Just as keen as the eyesight of a wild turkey is the turkey’s hearing. Just like the eyes, the ears are also located on the side of the head. This allows the turkey to hear sounds all around it. When the turkey initially hears a sound, the bird will have to turn its head from side to side to determine from which direction the sound is coming. While investigating the sound, the bird will give an alarm signal first. After the bird gets the direction of the questionable movement or sound, it can then determine the direction of flight. When hunting wild turkeys, the hunter had better be quiet and be in a ready position even before a bird is actually sighted. This makes hunting wild turkeys from ground hunting blinds even more profitable.

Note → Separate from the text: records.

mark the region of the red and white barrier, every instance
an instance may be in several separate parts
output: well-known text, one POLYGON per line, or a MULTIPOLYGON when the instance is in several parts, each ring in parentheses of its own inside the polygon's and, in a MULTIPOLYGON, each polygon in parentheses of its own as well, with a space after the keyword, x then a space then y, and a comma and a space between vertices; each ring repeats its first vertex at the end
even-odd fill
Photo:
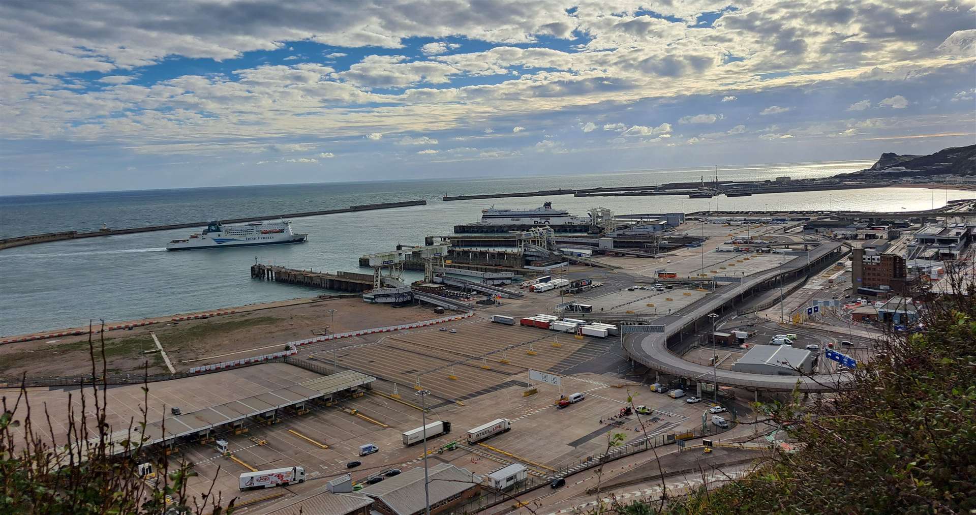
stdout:
POLYGON ((200 313, 198 315, 187 315, 182 317, 173 317, 170 320, 174 322, 183 322, 183 320, 195 320, 197 318, 210 318, 212 316, 218 315, 229 315, 230 313, 236 313, 236 309, 228 309, 226 311, 214 311, 213 313, 200 313))

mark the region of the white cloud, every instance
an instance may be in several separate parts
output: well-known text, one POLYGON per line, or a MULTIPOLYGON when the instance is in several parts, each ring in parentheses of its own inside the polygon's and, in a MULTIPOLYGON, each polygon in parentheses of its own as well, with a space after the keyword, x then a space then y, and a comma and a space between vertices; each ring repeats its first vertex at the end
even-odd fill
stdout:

The next important thing to understand about wild turkeys is their roosting habits. Turkeys prefer to roost in large trees with plenty of high horizontal branches. They will look for these trees near food sources and running water. Good food sources include agricultural crops, acorns, and open green fields which all supply the high energy foods that wild turkeys crave. In the colder climates in the spring, turkeys love low swampy areas especially along creeks. The warmth of early spring temperatures causes the grubs and other insects to come up out of their dormant winter state. Wild turkeys love to scratch around in that black muck searching for grubs and other larva to feast on.

To find the roost area, look for droppings and feathers lost while flying up to the roost. As the sun sets on a beautiful April evening, listen for the gobble of a roosting tom. A quick hoot on an owl call will frequently get a response from a roosting tom. A fresh early morning spring sunrise will send the roosting toms gobbling out their love sick cries. Once the roosting area is found, find a good feeding area near the roost. Turkeys will always roost close to food sources.

Once a good roost area has been located, now is the time to pop up a ground blind. The best location is between a good roosting area and a good food source. Wild turkeys are not bothered by the sudden appearance of a ground hunting blind. Unlike deer, the wild turkey does not seem to take notice of a newly located blind. Nevertheless, try to locate the ground hunting blind near natural brush, along the edge of fields, or along fence lines as much as possible.

Most ground hunting blinds set up in a matter of minutes. Enter the hunting blind about ½ hour before the first peak of morning light. As the morning breaks, listen for the toms gobbling from their roost. By listening, the exact location of a roosting tom can be pinpointed. Another great benefit of a ground hunting blind is the degree of mobility. If the first morning hunt proves that the blind was not in the exact correct location, switching locations for the next morning or even for that evening is quick, quiet, and easy.

The many styles of ground hunting blinds include fold out camouflage barriers, hub-style ground blinds, spring steel hunting blinds, chair blinds, and even 3-D ponchos. Any of these blinds equipped with a trigger stick and a comfortable hunting chair makes sore limbs and sore posteriors just a humorous memory. Since spring brings many rainy days and some turkey hunting seasons last only a week, ground hunting blinds can overcome any weather condition.

It is easy to see that ground hunting blinds offer the turkey hunter flexibility, mobility, comfort, and great camouflage. Turkey hunting is a challenging sport. The feeling of being within a couple of feet of that strutting tom is second to none. Spring in to this year’s turkey season in a ground hunting blind. You will be hooked for life.